Bursa'da riskli bölgeler...Unutsak da hatırlatıyor!

2025.01.27 16:44 - Son Güncellenme: 2025.01.27 16:44
A

Her 17 Ağustos geldiğinde hatırlıyoruz.

Ya da depremi her hissettiğimizde.

Sonraysa?

Sonrası malum...

Türkiye'de ve dünyada gündem çok çabuk değişiyor.

Hemen yenisinin peşine takılıyoruz.

Böylece depremi unutuyoruz.

Baksanıza, otel yangınını bile unutmak üzereyiz.

Yangını da "sorumluluk sende, bende" tartışması üzerinden yorumladık.

Klasik olarak da "Ya Uludağ'da durum nasıl?" şeklindeki sorularla meşgul olduk.

Neyse ki, Uludağ'da geçmişte kurulan itfaiye teşkilatlanması var.

Bir nebze olsun rahatladık.

Ama eski Bakan Veysel Eroğlu döneminde başlatılan yıkım-dönüşüm hamleleri unutulduğu için oradaki yapıların risklere karşı dayanıklılığı da konuşulmaz oldu.

Hatırladığımız kadarıyla DSİ tesisleri törenle yıkılmıştı.

Ünlü bir otel de kaçak bölümlerin yıkım kararı nedeniyle işletmesini kapatmıştı.

Sonra unutuldu, gitti.

Neyse...

Yeniden depreme odaklanmak istiyoruz.

Ve kendisini hatırlatmadan odaklanmak istiyoruz.

Kentsel dönüşümlerin de bu minvalde ele alınması gerektiğini savunuyoruz.

Esasen herkes böyle savunuyor ama laftan öteye gidemiyor.

Siyasetçisi de yerel yöneticisi de vatandaşı da.

Ne yazık ki öyle.

Yeni haftaya başlarken Nilüfer merkezli yaşanan deprem 4,1 olarak kayıtlardaki yerini aldı.

Ancak büyük bir korku da oluşturdu.

Zira son zamanların en çok hissedileni gibiydi.

Hemşehrilerimiz yeniden bu korkuyu yaşamış oldu.

Kısa bir süre sonra unutmak üzere gündeminin ön sırasına aldı.

Unutmak üzere dememizdeki kasıt; bir süre sonra yeniden ülkenin ve dünyanın baş döndürücü gündemi arasında yoğunlaşacak olmamız.

Doğal olarak da yenisi meydana gelene kadar depremi unutmak isteyeceğimiz.

Zira bu deprem ne ilk ne de son olacak.

Bursa deprem bölgesinde bulunmakta.

Fay hatlarının haritadaki yerini değiştirseniz de bu gerçek değişmiş olmayacak.

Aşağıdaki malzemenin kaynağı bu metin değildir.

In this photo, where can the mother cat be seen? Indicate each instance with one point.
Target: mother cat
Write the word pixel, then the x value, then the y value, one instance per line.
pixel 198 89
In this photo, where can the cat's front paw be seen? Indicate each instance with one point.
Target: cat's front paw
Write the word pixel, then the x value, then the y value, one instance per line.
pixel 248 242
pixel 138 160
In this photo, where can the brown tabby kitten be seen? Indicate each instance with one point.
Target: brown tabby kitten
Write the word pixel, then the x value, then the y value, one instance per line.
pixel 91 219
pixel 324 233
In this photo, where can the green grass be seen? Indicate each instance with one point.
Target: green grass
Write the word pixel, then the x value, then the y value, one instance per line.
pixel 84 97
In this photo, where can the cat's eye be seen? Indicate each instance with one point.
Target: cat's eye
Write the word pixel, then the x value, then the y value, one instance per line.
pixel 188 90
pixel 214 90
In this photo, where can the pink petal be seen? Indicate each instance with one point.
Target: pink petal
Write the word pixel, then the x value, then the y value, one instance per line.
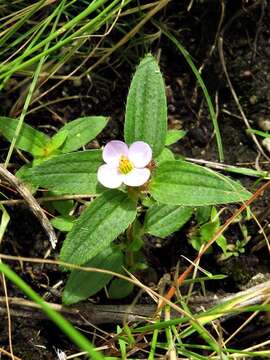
pixel 113 151
pixel 140 154
pixel 137 177
pixel 109 176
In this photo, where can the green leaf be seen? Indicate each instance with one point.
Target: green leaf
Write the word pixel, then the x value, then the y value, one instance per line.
pixel 73 173
pixel 29 139
pixel 206 231
pixel 203 214
pixel 63 223
pixel 103 221
pixel 173 136
pixel 81 131
pixel 162 220
pixel 182 183
pixel 165 155
pixel 83 284
pixel 146 110
pixel 120 289
pixel 52 145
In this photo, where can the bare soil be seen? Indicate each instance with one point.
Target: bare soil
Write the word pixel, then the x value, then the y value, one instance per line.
pixel 246 52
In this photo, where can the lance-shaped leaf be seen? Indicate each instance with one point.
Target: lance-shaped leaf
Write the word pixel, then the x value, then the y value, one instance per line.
pixel 83 284
pixel 162 220
pixel 73 173
pixel 30 140
pixel 81 131
pixel 103 221
pixel 146 110
pixel 182 183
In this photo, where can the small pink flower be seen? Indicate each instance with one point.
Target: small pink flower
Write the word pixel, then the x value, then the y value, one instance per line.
pixel 125 164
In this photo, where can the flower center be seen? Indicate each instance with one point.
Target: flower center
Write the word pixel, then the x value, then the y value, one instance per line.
pixel 125 165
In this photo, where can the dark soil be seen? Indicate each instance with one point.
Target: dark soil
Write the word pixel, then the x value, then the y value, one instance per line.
pixel 247 56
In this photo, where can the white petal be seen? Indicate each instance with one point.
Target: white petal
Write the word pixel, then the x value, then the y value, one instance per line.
pixel 140 154
pixel 113 151
pixel 137 177
pixel 109 176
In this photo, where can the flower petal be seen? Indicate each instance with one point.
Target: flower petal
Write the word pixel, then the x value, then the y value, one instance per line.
pixel 140 154
pixel 109 176
pixel 137 177
pixel 113 151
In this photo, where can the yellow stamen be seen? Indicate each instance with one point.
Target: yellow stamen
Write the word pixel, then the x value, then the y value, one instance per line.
pixel 125 165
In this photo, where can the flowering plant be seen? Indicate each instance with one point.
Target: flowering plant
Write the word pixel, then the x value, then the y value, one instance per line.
pixel 138 188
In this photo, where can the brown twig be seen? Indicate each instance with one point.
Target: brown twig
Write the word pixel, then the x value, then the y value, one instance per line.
pixel 220 231
pixel 84 313
pixel 32 203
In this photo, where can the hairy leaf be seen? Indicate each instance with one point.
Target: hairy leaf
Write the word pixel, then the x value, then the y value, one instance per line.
pixel 105 218
pixel 73 173
pixel 182 183
pixel 146 110
pixel 174 135
pixel 30 140
pixel 81 131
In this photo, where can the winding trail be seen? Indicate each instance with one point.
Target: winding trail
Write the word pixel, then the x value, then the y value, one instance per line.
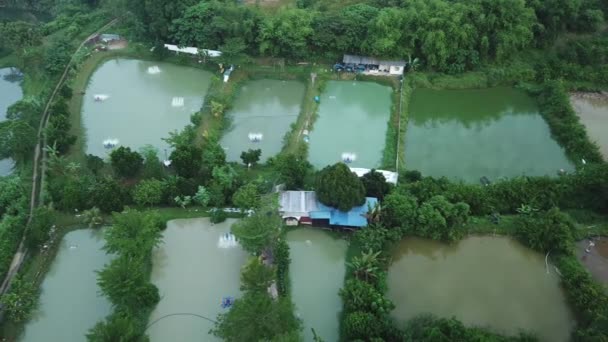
pixel 39 165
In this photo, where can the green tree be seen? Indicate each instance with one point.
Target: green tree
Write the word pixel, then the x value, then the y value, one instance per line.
pixel 399 210
pixel 118 327
pixel 109 195
pixel 338 187
pixel 40 226
pixel 251 157
pixel 256 317
pixel 148 192
pixel 255 276
pixel 546 231
pixel 94 163
pixel 124 282
pixel 92 217
pixel 20 35
pixel 292 170
pixel 202 196
pixel 366 267
pixel 375 185
pixel 20 301
pixel 17 140
pixel 247 197
pixel 259 230
pixel 153 168
pixel 133 233
pixel 126 163
pixel 187 160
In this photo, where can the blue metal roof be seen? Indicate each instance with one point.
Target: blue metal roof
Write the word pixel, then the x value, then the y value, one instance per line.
pixel 353 218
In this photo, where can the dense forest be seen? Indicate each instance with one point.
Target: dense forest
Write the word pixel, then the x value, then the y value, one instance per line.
pixel 546 47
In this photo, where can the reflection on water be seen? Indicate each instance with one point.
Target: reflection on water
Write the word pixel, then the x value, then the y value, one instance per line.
pixel 353 118
pixel 317 273
pixel 10 92
pixel 468 134
pixel 70 300
pixel 193 274
pixel 264 109
pixel 594 115
pixel 125 102
pixel 483 281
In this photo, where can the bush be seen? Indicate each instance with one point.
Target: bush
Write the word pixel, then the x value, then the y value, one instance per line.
pixel 282 260
pixel 336 186
pixel 126 163
pixel 218 216
pixel 546 231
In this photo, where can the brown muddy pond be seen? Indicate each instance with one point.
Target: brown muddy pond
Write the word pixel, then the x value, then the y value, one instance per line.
pixel 493 282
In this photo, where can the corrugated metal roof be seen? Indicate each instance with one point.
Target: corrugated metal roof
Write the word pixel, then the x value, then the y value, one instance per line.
pixel 304 203
pixel 354 59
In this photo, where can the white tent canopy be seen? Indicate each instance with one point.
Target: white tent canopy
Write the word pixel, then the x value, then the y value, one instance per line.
pixel 192 50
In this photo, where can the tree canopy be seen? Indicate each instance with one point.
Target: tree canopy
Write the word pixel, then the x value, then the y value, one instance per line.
pixel 338 187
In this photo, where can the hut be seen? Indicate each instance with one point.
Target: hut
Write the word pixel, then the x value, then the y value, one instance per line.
pixel 371 65
pixel 303 208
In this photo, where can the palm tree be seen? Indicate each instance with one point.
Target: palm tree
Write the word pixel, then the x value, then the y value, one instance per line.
pixel 92 217
pixel 365 267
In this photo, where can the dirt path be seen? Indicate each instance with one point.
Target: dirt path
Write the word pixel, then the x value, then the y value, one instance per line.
pixel 39 166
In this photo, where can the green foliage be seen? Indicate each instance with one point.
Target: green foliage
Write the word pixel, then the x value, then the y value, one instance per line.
pixel 186 160
pixel 366 266
pixel 40 226
pixel 547 231
pixel 202 196
pixel 218 216
pixel 153 168
pixel 565 125
pixel 118 327
pixel 20 35
pixel 256 317
pixel 292 170
pixel 261 229
pixel 92 217
pixel 427 328
pixel 148 192
pixel 94 163
pixel 439 219
pixel 359 295
pixel 282 260
pixel 58 56
pixel 17 139
pixel 336 186
pixel 251 157
pixel 247 197
pixel 126 163
pixel 19 302
pixel 11 230
pixel 255 276
pixel 399 210
pixel 126 279
pixel 375 185
pixel 109 195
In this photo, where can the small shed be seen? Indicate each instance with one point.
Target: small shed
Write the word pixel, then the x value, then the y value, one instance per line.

İstanbul'u saymıyoruz zaten.

Balıkesir'i, Kocaeli'yi de...

Beklenen ve olması gereken önlemlerin alındığını sanmıyoruz.

Bursa'da durum belki biraz daha iyi olsa da gerekli adımların atıldığı konusunda şüpheler söz konusu.

Hormonlu kentsel dönüşümler, daha fazla para kazanma hırsı, vatandaşın elini taşın altına koymak istememesi, yerel yönetimlerin öncelikler konusunda gerekli hassasiyeti gösterememesi ve daha birçok sıkıntı önümüzde durmakta.

Geçmişte Gemlik Belediye Başkanı "Gemlik'i taşımalıyız" dediği için belki de önündeki seçimi kaybetmişti.

Ama gerçeklerden kaçamayız ki!

Kaçamayacağız da.

Birileri gerçekleri haykırmalı.

Dolayısıyla depremle yaşamak zorunda olduğumuza göre hazırlıklı olmaktan başka çaremiz bulunmamakta.

Valilik ve bakanlık taşra teşkilatları ile özellikle Büyükşehir ve ilçe belediyelerinin bu konuyu gündemde tutmaktan başka çaresi olmamalı.

İlgili meslek kuruluşları bıkmadan, usanmadan, politik kaygılar gütmeden bu konuyu gündemde tutmalı.

Hemşehri dernekleri toplumsal baskı oluşturmalı.

Ve en önemlisi bu önlemler konusunda sihirli bir değnek beklememeliyiz.

Önlemleri alacak olan da belediye ve kurumları harekete geçirecek olan da bizleriz.

Bakınız...

Bizler unutsak da deprem kendini unutturmuyor, hatırlatıyor.